Donald Knuth, Computer Programming as an Art, 1974
I agree that one should vectorize a for-loop if it is possible. This improves
the performance dramatically. But the use of
filter does not improve
the performance in comparison with a list comprehension.
I believe that the simplicity of codes is most important. That is because the simplicity make it easy to check the logic and to maintenance the code. The readability belongs to the simplicity. So which is easier to understand? A list comprehension?
[x**2 for x in range(1000) if x % 3 == 0]

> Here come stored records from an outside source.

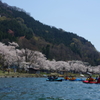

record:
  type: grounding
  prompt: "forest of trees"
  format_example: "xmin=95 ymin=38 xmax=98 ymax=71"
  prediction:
xmin=0 ymin=1 xmax=100 ymax=65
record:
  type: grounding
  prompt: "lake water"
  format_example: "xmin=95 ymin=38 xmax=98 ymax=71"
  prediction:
xmin=0 ymin=78 xmax=100 ymax=100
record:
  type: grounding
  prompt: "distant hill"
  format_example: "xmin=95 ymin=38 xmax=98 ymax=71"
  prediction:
xmin=0 ymin=1 xmax=100 ymax=65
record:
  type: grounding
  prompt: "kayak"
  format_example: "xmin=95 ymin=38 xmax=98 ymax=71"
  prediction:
xmin=69 ymin=78 xmax=83 ymax=81
xmin=46 ymin=79 xmax=62 ymax=82
xmin=83 ymin=81 xmax=100 ymax=84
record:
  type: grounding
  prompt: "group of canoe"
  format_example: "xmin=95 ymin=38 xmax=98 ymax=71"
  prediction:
xmin=47 ymin=76 xmax=100 ymax=84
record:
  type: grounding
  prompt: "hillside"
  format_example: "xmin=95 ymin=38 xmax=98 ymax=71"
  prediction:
xmin=0 ymin=1 xmax=100 ymax=65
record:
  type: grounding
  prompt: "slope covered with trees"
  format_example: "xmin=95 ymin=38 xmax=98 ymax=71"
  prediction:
xmin=0 ymin=1 xmax=100 ymax=65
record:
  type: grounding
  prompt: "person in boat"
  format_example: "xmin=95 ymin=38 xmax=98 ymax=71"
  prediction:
xmin=64 ymin=76 xmax=70 ymax=80
xmin=88 ymin=76 xmax=95 ymax=82
xmin=70 ymin=76 xmax=76 ymax=80
xmin=95 ymin=76 xmax=98 ymax=81
xmin=53 ymin=75 xmax=58 ymax=79
xmin=97 ymin=75 xmax=100 ymax=83
xmin=48 ymin=75 xmax=53 ymax=80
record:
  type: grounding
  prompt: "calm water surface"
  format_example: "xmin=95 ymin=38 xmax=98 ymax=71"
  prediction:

Or a map-filter combination?
map(lambda x: x**2, filter(lambda x: x % 3 == 0, range(1000)))
It is obvious that the former is clearer than the latter, isn't it? This is also true even though we use ordinary functions instead of lambda expressions:
[f(x) for x in lst if cond(x)]
is clearer than
map(f, filter(cond, lst))
because the former looks like an ordinary English sentence.
Of course there is a big difference: The former is a list and the latter is a generator. So you may use a map-filter combination to have a generator... Well, do you know there is a list-comprehension-like expression creating a generator?
(f(x) for x in lst if cond(x))
So why do you still use a map-filter combination?
- There is no big difference between a list comprehension and a map-filter combination from the viewpoint of performance.
- You should always use a list comprehension because of readability.
- When you need a generator you can use a list-comprehension-like expression.